Court Affirms The Extension Of Alimony Obligation Beyond Statutory Durational Limits

In a recent Rule 23 decision, a panel of the Massachusetts Appeals Court affirmed the lower court’s modification judgment that extended husband’s alimony obligation to his former wife beyond the durational limits set forth in Massachusetts’ Alimony Reform Act (M.G. L. ch. 208, § 49(b)).

The parties in Brosnan v. Brosnan were divorced on May 24, 1994 with the Court’s entry of a Judgment of Divorce Nisi (“Judgment”). Post-divorce, the husband paid alimony to his former wife in various amounts. In October 2018, husband initiated a modification action with the Probate and Family Court, seeking the termination his alimony obligation to wife on the basis that he had paid alimony beyond the durational limit set forth in G.L. c. 208, §49(b). The wife filed a counterclaim seeking to extend husband’s alimony obligation beyond the durational limit due to her health conditions.
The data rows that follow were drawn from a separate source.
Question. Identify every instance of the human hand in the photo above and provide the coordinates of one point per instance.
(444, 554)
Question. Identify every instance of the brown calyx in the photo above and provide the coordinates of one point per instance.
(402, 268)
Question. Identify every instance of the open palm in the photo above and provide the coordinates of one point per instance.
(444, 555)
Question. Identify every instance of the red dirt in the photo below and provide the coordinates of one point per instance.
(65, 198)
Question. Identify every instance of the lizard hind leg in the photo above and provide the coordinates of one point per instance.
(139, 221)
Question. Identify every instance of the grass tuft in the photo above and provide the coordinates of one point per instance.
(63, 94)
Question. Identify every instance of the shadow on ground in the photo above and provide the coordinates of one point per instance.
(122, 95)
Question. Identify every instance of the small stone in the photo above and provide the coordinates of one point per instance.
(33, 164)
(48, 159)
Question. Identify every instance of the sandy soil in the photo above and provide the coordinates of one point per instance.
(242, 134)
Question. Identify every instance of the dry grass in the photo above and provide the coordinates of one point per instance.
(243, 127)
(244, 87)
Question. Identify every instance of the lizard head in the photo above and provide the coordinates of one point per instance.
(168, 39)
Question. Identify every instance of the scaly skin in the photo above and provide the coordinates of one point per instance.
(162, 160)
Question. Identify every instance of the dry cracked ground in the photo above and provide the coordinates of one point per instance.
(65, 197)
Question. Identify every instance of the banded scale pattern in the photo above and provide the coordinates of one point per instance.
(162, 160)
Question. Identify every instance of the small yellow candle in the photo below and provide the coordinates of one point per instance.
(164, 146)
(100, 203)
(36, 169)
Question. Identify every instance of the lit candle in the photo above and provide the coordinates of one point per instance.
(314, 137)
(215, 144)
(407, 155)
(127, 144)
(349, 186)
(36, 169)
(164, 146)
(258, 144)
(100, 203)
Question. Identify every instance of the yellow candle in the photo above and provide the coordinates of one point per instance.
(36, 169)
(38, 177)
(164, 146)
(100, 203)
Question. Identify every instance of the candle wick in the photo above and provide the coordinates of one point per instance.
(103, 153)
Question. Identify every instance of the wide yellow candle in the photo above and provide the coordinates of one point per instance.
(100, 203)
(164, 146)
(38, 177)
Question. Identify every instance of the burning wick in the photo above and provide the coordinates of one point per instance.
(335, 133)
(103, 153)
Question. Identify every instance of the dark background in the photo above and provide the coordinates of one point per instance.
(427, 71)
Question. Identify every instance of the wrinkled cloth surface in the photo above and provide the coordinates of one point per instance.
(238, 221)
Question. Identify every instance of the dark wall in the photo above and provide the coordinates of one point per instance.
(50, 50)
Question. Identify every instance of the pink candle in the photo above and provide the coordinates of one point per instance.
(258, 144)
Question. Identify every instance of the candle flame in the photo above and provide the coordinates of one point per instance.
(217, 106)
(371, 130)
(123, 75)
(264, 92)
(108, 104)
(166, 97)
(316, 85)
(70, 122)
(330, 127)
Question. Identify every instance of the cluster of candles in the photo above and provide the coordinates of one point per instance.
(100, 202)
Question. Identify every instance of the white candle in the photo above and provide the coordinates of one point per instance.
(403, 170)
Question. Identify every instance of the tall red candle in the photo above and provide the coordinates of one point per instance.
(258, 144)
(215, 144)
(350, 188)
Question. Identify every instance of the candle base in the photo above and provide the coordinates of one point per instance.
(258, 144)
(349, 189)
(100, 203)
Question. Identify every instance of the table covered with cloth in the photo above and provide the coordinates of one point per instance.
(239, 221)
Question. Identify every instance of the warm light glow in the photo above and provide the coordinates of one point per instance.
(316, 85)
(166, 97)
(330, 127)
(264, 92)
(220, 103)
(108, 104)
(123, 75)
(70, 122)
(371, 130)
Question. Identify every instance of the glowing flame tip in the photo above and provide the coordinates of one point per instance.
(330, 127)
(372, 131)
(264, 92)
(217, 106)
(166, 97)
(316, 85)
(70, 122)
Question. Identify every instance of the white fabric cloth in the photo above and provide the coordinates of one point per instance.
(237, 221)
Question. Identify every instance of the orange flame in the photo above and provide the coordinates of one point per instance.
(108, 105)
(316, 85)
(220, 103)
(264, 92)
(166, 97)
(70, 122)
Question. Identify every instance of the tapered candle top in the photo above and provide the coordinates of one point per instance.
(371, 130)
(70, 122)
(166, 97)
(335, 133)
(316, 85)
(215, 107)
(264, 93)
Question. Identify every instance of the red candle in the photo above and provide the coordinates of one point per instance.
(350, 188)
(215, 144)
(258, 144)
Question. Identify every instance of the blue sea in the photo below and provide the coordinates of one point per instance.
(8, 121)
After trial, the husband’s alimony obligation was not terminated. Rather, the Probate and Family Court judge entered thirty-three written findings of fact supporting its ruling to extend husband’s alimony obligation to wife beyond the statutory durational limits. Such findings included the fact that wife suffers from Ehlers Danlos Syndrome (EDS), which prevents her from working and impacts her quality of life; that EDS prevents wife from driving and requires wife to “use a cane, walker, shower chair, and several devices to assist her in getting dressed,” and that “wife cannot provide for her most basic needs without the continued payments of alimony from the husband.” The husband appealed the lower court’s judgment, which ordered the continuation of his alimony obligation to wife in the reduced amount of $150.00/week.

Upon appeal, “[t]he judge’s factual findings must be left undisturbed absent a showing that they are plainly wrong or clearly erroneous.” See Schechter v. Schechter, 88 Mass. App. Ct. 239, 245 (2015). Recognizing that the wife in Brosnan had “testified at length about the effect of her medical condition on her daily activities and also presented the judge with a letter from her primary care physician that detailed her condition and its negative effects on her ability to be gainfully employed,” the lower court’s ruling (to deviate beyond alimony durational limits and extend husband’s alimony to wife) was affirmed. The Court held, “[T]he judge did not err in determining that the wife’s chronic illness requires awarding alimony beyond the durational limits in the interests of justice.”